Darker Side To Story
Moreover, in July last year, Serbia deployed mixed police-military patrols to keep people out and expel those who enter the country, in contravention of international laws. That is the darker side of the story, according to Kovacevic.
While the humanitarian response during the initial phase of the refugee crisis — when it was a question of providing shelter and food — was handled well (“No one died,” says Kovacevic, “and there were no epidemics”), other aspects of the official response were more troubling for Kovacevic and his colleagues at the BCHR:
“The state (not only Serbia, but also Bulgaria and Macedonia) invested great effort into simply ensuring that people were moved from one border to the next, passing the buck to others as quickly as possible. Nothing was done to address asylum policy and processing, which is the key to the resolution of this crisis,” he says.
“It should not have been expected that all those millions fleeing conflicts in the Middle East would make it to Western Europe. It is not enough to hold up our hands and say that richer countries should absorb the influx when the number of refugees is over 60 million,” Kovacevic adds.
“Every country is duty-bound to accept its share of people and allow at least some of them to settle there. Serbia could have done so much more over the past few years had it simply adhered to the laws applying the safe third country concept. Everything was done to send the people away as quickly as possible, rather than to integrate them.”

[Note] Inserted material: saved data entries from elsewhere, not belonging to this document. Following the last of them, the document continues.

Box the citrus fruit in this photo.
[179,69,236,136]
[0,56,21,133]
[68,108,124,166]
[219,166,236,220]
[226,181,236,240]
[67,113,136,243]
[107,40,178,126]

According to Kovacevic, the Gallup poll findings reveal more than the attitude of the Serbian public.
“If the message [of the poll findings] is, ‘We sympathize with the refugees but we don’t want them to stay here long,’ I think that also describes the actual — albeit unofficial — policy of the Serbian government.”
Vucic’s photo-op with Little Picasso Farhad Nouri — and the publicity surrounding his case — would thus serve as an exception to the rule.
For while his case shows that there is no shortage of sympathy for the plight of refugees, many of whom will never reach the promised land of the West, it also shows that no matter his fate, there is little willingness among officials in general to enable migrants to settle in Serbia.